We made the comparison of TT designs with other interval-based designs and CRM. For interval-based deisngs, such as mTPI or mTPI-2 designs, a practical and natural question is: are these designs just for one-by-one entry, i.e., entering one patient at a time, once this patient's DLT evaluation has been performed, then entering another patient? If that is the case, then it will take a long time to complete a trial. Additionally, it raises some statistical concerns as it is well known that more stages (corresponding to more interim analyses in a trial) will cause inflation of type I and type II errors.

The decision tables of the proposed TT design is based on a group-sequential framework. However, since the dose-finding process is up-and-down and the trial can come back to a dose even if the dose had an escalation or de-escalation before. The exact left and right side type I errors are not as specified. These left and right-side type I errors are impacted by dose levels studied, toxicity profile and at which dose we start the trial. Therefore, simulation has to be performed to assess the operational characteristics of a design.

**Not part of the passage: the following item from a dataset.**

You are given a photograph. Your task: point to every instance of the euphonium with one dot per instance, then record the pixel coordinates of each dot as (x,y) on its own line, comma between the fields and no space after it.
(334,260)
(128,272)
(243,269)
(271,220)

One of the biggest advantages of TT design is its transparency. The decision table is clear and easy to use. The new design is based on a statistical hypothesis testing framework. It's easy to understand by statisticians and clinicians as well. The concept of the maximum number of patients needed at each dose level is introduced by associating it with the reliability of selecting MTD correctly and the probability to conclude dose levels over MTD. It will overcome the difficulty in convincing medical community in adding more patients at the dose-finding stage.

We have also provided a software for dose-finding simulations to compare different designs. While the simulation schema was formulated with a different stopping criteria where the maximum sample size equals to number of doses × maximum sample size of each dose, the general result is much more widely applicable; in particular, it applies to other dose-finding methods that provide decision table, such as mTPI, CCD, etc.

Acknowledgments

The authors are very grateful to two anonymous referees for their helpful comments.

Disclosure statement

No potential conflict of interest was reported by the author(s).